Impacts of Soil Freeze/Thaw Dynamics on the North American Carbon Cycle

Between 68 and 80 percent of North America experiences seasonal freezing and thawing with the relative influence of these processes on terrestrial carbon budgets generally increasing at higher latitudes and elevations. The timing and duration of soil freeze/thaw state are closely linked to vegetation phenology, and growing season dynamics in northern temperate, sub-alpine, boreal and arctic biomes. Variability in these environmental variables also has been shown to have dramatic impacts on spatial patterns, seasonal to inter- annual variability and long-term trends in terrestrial carbon budgets and surface-atmosphere trace gas exchange primarily through biophysical controls on both photosynthesis and respiration. These processes are strongly influenced by land cover and soil properties, as well as the timing and condition of seasonal snow cover. Based on this background, we will integrate remote sensing data sets, ground-based measurements, and numerical modeling to quantify the effects of soil temperature, soil freeze-thaw dynamics, and snow cover on seasonal to inter-annual variability in the North American terrestrial carbon cycle. Our overall goal is to understand the role of freeze-thaw processes in determining seasonal and inter-annual variability in terrestrial biomass, photosynthesis, respiration, and net CO2 fluxes over continental North America. Using remote sensing products, in situ observations, and a soil thermodynamic model, we will estimate soil temperatures and snow cover over North America at 25-km resolution for North America from 1981-2003 (23 years). We will feed these estimated soil temperatures and snow cover, along with additional remote sensing data, into an ecosystem model to estimate biomass and net carbon fluxes. Both models will use the North American Regional Reanalysis, so the resulting estimates of soil thermodynamic properties, biomass, and carbon fluxes will be optimally consistent with each other and with actual weather conditions in North America.

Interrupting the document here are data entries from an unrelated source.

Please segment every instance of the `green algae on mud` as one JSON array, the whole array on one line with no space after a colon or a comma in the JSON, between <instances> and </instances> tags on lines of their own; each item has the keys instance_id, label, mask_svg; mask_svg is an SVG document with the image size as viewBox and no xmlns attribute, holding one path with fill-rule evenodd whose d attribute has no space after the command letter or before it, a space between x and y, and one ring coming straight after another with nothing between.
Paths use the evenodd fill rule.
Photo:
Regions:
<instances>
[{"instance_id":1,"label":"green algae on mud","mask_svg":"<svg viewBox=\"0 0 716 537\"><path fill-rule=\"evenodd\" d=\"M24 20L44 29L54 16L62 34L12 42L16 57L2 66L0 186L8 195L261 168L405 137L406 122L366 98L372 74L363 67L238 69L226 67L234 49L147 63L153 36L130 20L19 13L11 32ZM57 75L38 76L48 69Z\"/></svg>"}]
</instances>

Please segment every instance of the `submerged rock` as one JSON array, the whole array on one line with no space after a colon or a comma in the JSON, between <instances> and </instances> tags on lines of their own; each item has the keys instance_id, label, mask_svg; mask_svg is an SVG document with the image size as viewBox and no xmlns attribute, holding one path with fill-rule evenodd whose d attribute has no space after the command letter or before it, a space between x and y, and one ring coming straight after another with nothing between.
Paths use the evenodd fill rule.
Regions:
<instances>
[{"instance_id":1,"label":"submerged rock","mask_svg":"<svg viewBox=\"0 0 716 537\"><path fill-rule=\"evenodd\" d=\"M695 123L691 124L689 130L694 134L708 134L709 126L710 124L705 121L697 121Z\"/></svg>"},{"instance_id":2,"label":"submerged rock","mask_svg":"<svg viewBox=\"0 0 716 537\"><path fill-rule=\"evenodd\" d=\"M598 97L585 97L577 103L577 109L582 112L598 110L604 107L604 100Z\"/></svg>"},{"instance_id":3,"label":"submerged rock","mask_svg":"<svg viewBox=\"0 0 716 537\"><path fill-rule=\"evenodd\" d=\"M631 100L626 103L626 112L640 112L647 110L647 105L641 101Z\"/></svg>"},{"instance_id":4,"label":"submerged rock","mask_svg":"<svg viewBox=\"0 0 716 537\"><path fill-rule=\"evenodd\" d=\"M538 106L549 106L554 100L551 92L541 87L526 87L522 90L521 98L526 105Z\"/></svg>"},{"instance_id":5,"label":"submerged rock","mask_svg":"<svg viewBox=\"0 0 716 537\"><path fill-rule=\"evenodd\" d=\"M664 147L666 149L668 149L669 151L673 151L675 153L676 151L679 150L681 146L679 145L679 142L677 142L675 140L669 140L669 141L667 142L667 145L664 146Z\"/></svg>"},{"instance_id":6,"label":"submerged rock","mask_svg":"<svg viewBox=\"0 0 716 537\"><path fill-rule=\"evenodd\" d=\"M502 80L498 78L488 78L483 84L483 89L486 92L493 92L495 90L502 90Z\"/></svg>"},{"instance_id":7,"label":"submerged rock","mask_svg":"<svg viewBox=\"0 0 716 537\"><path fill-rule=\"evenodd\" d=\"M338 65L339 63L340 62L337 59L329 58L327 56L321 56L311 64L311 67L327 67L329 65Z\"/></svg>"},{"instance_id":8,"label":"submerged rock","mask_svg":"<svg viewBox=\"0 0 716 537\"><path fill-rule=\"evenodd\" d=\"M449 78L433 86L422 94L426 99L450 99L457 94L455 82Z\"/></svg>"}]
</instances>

We will statistically analyze these optimal carbon fluxes to understand the environmental drivers and biophysical responses regulating the spatial patterns and temporal variability in the North American terrestrial carbon cycle. Using standard Monte Carlo techniques, we will quantify uncertainty in our estimated carbon fluxes. Lastly, we will perturb our input data to assess the sensitivity of our estimated fluxes to long-term climate change.